飼い犬にかまれ続けて

勝手気ままにライトノベルの感想を書いています。

「異能バトルは日常系のなかで 4」感想

異能バトルは日常系のなかで 4 (GA文庫)

〈あらすじ〉
『恋バナ』が覚醒する――!!
《黒焔》VS《始原》。
文芸部『空白の半年間』が遂に明かされる!
「三角巾で顔隠すのかっけー!!」
本物の異能を持つ俺らは、部室の掃除だって神級能力の無駄遣い!
「自作RPGのテストをして下さい」
女子四人がゲームで俺に挑戦!?
「そういえばジューくん、前に彩弓さんと戦ったじゃん」
「懐かしいわね。二人のマジ喧嘩」
それは去年の秋。俺と彩弓さんがガチでぶつかった、正真正銘、初めての異能バトル。
文芸部『空白の半年間』の真相がいま明らかに!!
そして、鳩子から灯代へ放たれた取り消し不能な『恋バナ』が、
文芸部の恋愛模様を覚醒段階へ導く――
文芸部エピソードゼロから、予測不能な急展開を見せる第4弾!!

四人のヒロインの中で最後になった彩弓。察しの良くない僕でも分かるけれど、一番最後に当番が回ってくるヒロインは不人気なのかなあ、と思うし、実際一歩引いた位置から部員を見ている彩弓は物語への関わりが比較的希薄になる。
しかし…まさかその「不人気」に対して突っ込んで物語を進めて行くとは。虚をつかれた感じだ。

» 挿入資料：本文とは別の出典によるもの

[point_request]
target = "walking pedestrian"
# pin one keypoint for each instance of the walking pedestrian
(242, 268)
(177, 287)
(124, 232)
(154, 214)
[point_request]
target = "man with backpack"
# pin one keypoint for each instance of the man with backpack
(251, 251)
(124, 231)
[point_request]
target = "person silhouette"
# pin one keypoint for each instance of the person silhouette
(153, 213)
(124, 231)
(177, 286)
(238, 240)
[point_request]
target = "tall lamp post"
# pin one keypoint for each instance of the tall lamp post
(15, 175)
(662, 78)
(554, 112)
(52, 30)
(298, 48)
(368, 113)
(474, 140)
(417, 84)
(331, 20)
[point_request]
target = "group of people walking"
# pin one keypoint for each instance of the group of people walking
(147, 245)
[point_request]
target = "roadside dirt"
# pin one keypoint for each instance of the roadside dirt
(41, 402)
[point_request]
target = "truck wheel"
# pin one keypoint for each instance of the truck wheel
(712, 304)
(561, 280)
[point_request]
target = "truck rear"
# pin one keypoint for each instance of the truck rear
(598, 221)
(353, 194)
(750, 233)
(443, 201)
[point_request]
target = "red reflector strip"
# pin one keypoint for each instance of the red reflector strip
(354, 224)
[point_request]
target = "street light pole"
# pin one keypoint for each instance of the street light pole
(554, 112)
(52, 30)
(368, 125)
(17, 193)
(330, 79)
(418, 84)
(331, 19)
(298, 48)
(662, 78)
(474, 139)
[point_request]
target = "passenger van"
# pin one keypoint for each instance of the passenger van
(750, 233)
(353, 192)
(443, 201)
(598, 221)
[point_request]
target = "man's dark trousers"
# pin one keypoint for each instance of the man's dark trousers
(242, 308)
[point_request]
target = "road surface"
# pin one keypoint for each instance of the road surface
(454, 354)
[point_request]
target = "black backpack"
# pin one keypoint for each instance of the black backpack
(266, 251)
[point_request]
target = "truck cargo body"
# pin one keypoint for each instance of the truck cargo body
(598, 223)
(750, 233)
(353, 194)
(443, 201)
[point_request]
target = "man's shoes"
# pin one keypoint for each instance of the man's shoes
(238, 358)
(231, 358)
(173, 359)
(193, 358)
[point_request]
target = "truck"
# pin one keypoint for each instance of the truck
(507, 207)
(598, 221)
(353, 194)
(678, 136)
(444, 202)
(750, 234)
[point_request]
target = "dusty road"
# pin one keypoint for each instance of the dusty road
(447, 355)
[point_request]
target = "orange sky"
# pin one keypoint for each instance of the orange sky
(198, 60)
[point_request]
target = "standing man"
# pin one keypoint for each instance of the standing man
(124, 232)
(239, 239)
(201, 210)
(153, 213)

厨ニ病全開の寿来を弄ぶ構図はいつものこと。今でこそ平穏な文芸部の風景であるが、過去には寿来と彩弓の対立…本気の異能バトルがあった。これまでミステリアスな彩弓の背景はほとんど語られてこなかった。かつては「生徒会長」候補とまで言われていた彩弓が、何故今も寿来たちと一緒に文芸部をやっているのか。その謎を紐解く時、新たな「争い」の幕が切って落とされる。

寿来の心を射止める厨ニ言語を理解出来てしまう自分が残念すぎて挫けそう。まあこの感覚を理解出来ない人は、そもそもこの本を手に取ってここまで読み続けないと思うが…褒めてるんですよ?

文芸部四ヒロイン最後の彩弓ということで、これで当番回は終わり、ある意味これからが本番と言える構成になっている。アホなことばかり言っている寿来に心惹かれる彩弓。しかし彼女だけではなく、灯代、鳩子、千冬にしても、寿来への想いはある。その想いをいつまでも隠していては他の女の子たちに先をいかれてしまうのではないか?
これまで平穏だったのは寿来との関係をヒロインたちがある意味「遠慮」していたから。この遠慮がなくなった時、タイトル通り本格的な異能バトルが始まってしまう可能性がある。

文芸部を取り巻く環境は変わっていくのか。このまま単なる「日常」を繰り返して行くのか。日常の変化に一番鈍感なのは、一番非日常を望んでいた寿来であるのは何という皮肉か。心が抜き身になった女の子たちは、世界を滅ぼす力を持っている。さて、どう展開していくのかなあ。